Source code for neuromaps.stats

# -*- coding: utf-8 -*-
"""
Functions for statistical analyses
"""

from functools import partial

import numpy as np
from scipy import special, stats as sstats
from scipy.stats.stats import _chk2_asarray
from sklearn.utils.validation import check_random_state

from neuromaps.images import load_data


[docs]def compare_images(src, trg, metric='pearsonr', ignore_zero=True, nulls=None,
                   nan_policy='omit'):
    """
    Compares images `src` and `trg`

    If `src` and `trg` represent data from multiple hemispheres the data are
    concatenated across hemispheres prior to comparison

    Parameters
    ----------
    src, trg : str or os.PathLike or nib.GiftiImage or niimg_like or tuple
        Images to be compared
    metric : {'pearsonr', 'spearmanr', callable}, optional
        Type of similarity metric to use to compare `src` and `trg` images. If
        a callable function is provided it must accept two inputs and return a
        single value (the similarity metric). Default: 'pearsonr'
    ignore_zero : bool, optional
        Whether to perform comparisons ignoring all zero values in `src` and
        `trg` data. Default: True
    nulls : array_like, optional
        Null data for `src` to use in generating a non-parametric p-value.
        If not specified a parameteric p-value is generated. Default: None
    nan_policy : {'propagate', 'raise', 'omit'}, optional
        Defines how to handle when input contains nan. 'propagate' returns nan,
        'raise' throws an error, 'omit' performs the calculations ignoring nan
        values. Default: 'omit'

    Returns
    -------
    similarity : float
         Comparison metric between `src` and `trg`
    pvalue : float
        The p-value of `similarity`, if `nulls` is not None
    """

    methods = ('pearsonr', 'spearmanr')
    if metric not in methods:
        if not callable(metric):
            raise ValueError(f'Invalid `metric`: {metric}')
        else:
            if not isinstance(metric([1, 1], [1, 1]), float):
                raise ValueError('Provided callable `metric` must accept two '
                                 'inputs and return single value.')

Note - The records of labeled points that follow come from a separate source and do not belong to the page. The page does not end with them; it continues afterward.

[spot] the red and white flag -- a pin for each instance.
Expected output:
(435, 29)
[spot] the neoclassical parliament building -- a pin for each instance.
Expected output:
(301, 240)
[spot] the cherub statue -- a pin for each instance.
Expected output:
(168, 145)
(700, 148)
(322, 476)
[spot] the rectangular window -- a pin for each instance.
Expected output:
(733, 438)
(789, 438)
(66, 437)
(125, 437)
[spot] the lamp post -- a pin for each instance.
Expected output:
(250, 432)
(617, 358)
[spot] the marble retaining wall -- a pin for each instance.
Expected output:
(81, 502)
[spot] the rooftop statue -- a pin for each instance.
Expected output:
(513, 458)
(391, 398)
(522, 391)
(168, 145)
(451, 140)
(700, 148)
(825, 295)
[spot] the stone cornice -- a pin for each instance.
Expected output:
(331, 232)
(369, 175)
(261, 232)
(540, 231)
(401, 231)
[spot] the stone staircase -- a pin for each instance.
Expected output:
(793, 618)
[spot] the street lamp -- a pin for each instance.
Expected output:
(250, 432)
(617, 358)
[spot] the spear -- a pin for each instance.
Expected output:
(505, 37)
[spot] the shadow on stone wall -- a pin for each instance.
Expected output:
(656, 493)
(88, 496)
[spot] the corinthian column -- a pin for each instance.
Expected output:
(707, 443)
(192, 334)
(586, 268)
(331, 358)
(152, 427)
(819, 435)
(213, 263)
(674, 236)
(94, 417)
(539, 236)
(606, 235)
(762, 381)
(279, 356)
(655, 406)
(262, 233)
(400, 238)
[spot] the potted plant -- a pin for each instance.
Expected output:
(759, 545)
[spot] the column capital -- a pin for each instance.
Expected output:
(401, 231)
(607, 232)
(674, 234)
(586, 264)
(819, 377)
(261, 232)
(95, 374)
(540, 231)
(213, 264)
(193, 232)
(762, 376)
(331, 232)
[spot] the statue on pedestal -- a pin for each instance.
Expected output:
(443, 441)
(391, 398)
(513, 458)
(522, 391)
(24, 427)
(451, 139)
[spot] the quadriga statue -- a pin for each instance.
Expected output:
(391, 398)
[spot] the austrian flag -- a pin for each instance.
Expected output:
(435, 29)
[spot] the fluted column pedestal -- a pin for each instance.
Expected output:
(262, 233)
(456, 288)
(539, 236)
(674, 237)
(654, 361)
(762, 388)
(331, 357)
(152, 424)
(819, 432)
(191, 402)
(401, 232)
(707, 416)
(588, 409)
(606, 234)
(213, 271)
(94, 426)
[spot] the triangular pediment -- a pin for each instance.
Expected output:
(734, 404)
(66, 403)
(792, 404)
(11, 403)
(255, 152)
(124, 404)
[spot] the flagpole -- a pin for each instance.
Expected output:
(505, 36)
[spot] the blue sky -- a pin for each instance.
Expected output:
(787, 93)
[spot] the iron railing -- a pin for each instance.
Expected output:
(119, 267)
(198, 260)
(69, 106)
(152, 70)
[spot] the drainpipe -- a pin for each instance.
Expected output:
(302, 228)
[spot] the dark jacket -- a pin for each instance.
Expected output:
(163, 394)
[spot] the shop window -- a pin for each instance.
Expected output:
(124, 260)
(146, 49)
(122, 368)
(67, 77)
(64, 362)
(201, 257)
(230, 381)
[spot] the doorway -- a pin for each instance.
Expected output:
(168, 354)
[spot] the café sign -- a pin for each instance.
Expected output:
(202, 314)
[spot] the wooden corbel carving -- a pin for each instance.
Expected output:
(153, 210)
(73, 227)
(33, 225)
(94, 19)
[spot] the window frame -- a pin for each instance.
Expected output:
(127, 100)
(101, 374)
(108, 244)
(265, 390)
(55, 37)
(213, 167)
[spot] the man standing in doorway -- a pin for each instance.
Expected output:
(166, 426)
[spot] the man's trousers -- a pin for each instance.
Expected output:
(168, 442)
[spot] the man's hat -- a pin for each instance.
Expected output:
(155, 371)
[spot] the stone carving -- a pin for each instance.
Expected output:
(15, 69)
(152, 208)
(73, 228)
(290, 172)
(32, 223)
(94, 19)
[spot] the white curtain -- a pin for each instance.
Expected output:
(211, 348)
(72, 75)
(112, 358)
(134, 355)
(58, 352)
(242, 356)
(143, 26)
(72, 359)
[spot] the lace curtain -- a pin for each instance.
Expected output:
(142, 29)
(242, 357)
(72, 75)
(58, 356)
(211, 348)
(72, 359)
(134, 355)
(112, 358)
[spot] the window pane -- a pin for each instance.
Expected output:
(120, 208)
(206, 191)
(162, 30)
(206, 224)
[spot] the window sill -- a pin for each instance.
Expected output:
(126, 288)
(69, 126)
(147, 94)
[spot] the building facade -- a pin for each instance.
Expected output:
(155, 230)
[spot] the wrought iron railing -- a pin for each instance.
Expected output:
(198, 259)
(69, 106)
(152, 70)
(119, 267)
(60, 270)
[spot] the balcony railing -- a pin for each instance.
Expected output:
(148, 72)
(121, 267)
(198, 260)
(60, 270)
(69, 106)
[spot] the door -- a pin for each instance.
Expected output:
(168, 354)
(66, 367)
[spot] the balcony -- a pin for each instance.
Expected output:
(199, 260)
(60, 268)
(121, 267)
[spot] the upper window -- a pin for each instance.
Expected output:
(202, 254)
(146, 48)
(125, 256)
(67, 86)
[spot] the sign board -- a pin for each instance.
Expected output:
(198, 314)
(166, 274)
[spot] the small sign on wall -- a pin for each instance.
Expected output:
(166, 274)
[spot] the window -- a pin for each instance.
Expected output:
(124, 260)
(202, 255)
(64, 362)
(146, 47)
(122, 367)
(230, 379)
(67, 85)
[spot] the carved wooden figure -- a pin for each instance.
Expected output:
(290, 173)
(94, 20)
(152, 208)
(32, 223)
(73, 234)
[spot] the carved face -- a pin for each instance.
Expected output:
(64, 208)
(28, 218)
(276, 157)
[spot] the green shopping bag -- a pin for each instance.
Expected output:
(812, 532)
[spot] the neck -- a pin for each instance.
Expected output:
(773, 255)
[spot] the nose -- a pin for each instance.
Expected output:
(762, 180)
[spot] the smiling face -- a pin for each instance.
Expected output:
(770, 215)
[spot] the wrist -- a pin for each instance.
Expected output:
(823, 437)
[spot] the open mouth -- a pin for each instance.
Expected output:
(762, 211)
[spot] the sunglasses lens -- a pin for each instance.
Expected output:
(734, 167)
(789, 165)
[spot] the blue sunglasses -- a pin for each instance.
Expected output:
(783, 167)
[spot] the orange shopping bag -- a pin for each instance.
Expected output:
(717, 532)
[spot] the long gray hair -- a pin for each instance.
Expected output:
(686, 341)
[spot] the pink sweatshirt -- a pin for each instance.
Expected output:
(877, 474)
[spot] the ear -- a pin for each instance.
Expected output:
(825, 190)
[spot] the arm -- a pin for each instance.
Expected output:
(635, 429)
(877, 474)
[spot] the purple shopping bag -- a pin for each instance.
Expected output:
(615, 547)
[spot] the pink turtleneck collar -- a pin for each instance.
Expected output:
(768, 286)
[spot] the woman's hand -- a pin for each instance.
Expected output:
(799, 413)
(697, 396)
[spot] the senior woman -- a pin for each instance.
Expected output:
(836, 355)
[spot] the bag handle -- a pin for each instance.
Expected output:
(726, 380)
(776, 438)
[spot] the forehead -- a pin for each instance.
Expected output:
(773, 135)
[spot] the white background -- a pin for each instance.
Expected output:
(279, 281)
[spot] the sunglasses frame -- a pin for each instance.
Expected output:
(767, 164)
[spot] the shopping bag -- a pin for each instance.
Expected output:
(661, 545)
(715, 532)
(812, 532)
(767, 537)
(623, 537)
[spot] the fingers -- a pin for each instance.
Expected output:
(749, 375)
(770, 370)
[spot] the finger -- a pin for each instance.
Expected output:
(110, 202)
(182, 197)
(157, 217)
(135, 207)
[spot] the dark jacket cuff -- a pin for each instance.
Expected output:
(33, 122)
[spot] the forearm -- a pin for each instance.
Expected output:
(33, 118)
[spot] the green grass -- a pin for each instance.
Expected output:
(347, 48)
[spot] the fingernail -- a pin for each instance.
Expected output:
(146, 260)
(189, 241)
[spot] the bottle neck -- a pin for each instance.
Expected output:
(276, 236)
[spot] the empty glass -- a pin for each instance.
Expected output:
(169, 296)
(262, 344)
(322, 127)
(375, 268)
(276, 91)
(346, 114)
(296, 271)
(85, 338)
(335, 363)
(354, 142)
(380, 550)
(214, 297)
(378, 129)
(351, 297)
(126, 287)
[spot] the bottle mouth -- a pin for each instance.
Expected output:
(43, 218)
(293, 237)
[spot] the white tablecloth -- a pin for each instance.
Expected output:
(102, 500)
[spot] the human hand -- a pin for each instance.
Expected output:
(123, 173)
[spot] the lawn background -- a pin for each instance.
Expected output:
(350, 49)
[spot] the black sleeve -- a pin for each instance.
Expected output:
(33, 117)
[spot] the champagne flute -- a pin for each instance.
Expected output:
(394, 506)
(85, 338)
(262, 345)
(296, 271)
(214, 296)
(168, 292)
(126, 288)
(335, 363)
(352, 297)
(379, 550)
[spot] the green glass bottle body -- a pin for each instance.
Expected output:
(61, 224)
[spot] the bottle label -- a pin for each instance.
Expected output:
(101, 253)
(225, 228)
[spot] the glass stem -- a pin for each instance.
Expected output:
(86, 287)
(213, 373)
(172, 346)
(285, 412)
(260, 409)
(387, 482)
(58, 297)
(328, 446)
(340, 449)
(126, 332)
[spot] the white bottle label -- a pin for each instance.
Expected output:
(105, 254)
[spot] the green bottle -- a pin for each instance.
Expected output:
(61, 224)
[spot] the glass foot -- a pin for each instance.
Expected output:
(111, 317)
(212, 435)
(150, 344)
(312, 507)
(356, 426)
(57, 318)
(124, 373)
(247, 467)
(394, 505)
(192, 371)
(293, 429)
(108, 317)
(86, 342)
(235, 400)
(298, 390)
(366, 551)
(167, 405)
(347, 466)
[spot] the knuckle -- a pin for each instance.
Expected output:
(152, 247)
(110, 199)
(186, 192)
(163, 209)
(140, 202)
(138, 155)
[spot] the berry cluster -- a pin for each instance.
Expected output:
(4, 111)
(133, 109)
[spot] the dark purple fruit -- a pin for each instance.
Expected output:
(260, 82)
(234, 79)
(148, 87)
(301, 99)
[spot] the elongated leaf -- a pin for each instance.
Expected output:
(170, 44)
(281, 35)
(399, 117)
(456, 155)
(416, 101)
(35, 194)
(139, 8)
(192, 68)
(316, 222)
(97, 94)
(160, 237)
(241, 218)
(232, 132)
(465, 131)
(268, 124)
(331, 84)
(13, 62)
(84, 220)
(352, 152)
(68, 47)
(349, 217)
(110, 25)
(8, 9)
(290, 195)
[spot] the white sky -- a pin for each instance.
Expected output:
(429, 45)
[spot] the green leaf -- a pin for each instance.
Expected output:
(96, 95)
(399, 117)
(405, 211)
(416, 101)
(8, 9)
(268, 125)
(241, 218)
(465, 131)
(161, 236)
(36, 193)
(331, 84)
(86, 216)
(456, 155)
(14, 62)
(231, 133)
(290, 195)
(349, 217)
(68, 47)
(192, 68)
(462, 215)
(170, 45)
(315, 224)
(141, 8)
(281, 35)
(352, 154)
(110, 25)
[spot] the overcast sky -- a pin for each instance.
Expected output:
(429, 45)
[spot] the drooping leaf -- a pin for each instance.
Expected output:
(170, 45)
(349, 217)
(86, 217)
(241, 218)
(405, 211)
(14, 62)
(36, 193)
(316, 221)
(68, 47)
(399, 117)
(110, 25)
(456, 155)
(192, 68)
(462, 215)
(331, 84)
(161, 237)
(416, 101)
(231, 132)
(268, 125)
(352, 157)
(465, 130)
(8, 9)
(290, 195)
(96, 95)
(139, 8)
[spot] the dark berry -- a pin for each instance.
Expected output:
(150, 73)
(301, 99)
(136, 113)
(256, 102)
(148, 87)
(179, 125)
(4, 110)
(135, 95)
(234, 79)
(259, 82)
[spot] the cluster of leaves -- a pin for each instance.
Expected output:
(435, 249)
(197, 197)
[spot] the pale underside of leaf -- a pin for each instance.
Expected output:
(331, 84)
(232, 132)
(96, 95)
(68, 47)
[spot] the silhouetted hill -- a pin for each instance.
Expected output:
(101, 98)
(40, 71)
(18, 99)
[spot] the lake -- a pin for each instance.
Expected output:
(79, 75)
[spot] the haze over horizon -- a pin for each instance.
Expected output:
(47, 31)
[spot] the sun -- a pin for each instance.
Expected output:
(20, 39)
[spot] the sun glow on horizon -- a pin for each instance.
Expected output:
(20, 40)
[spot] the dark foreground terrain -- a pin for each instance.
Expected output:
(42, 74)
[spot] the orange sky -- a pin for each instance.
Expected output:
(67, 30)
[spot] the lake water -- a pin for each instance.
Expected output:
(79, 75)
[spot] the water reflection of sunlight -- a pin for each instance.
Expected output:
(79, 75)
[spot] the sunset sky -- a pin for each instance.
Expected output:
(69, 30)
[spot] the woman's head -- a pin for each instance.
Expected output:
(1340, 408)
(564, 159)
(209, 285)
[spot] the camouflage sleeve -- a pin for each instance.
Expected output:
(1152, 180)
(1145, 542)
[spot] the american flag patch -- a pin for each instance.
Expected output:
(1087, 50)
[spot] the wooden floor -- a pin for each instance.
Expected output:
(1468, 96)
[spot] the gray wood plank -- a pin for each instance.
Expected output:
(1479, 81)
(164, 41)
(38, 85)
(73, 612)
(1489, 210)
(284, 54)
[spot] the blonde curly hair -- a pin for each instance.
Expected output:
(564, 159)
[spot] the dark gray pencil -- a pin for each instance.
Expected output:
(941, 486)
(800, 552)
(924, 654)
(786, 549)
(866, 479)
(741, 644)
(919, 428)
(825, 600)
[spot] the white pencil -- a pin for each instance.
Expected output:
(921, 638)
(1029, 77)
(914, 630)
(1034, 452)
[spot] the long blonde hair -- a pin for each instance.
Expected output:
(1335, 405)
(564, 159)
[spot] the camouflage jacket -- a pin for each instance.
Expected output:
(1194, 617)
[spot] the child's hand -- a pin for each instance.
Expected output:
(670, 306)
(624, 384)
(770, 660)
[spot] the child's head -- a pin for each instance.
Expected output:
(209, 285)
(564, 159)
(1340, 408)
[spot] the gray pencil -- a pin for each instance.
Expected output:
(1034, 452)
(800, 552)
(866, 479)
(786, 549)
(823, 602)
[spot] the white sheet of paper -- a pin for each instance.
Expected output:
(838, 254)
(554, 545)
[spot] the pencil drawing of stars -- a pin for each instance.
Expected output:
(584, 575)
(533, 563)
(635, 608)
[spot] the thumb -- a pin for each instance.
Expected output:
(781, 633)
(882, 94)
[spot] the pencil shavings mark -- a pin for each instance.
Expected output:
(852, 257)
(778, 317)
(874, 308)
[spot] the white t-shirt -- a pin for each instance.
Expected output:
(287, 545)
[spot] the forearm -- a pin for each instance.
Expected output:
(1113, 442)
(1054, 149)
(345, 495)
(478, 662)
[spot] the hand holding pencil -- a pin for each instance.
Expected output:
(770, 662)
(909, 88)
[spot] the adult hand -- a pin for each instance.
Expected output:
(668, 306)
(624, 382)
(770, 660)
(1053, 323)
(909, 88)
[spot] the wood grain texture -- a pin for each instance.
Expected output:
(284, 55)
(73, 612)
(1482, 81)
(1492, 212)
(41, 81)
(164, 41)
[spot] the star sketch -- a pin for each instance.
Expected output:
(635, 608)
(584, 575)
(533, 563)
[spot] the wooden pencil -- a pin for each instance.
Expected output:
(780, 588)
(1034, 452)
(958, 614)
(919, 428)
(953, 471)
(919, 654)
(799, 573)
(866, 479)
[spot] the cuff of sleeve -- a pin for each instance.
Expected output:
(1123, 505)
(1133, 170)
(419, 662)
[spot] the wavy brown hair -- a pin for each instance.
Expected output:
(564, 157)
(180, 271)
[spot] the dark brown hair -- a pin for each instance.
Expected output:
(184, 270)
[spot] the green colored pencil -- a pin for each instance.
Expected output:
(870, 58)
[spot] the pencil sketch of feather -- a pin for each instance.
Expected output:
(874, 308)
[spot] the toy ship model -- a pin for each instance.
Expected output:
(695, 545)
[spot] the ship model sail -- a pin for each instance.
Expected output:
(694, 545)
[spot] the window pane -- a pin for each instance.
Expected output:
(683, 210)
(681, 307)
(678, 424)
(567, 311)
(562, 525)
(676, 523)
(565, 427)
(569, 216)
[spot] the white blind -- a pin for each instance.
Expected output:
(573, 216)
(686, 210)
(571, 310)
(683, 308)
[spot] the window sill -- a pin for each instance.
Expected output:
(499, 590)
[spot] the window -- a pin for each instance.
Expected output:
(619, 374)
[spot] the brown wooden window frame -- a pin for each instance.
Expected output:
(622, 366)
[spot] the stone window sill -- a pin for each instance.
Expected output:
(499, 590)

    srcdata, trgdata = load_data(src), load_data(trg)

    mask = np.zeros(len(srcdata), dtype=bool)
    if ignore_zero:
        mask = np.logical_or(np.isclose(srcdata, 0), np.isclose(trgdata, 0))

    # drop NaNs
    nanmask = np.logical_or(np.isnan(srcdata), np.isnan(trgdata))
    if np.any(nanmask) and nan_policy == 'raise':
        raise ValueError('Inputs contain nan')
    mask = np.logical_and(np.logical_not(mask), np.logical_not(nanmask))
    srcdata, trgdata = srcdata[mask], trgdata[mask]

    if metric in methods:
        if metric == 'spearmanr':
            srcdata = sstats.rankdata(srcdata)
            trgdata = sstats.rankdata(trgdata)
        metric = partial(efficient_pearsonr, return_pval=False)

    if nulls is not None:
        n_perm = nulls.shape[-1]
        nulls = nulls[mask]
        return permtest_metric(srcdata, trgdata, metric, n_perm=n_perm,
                               nulls=nulls, nan_policy=nan_policy)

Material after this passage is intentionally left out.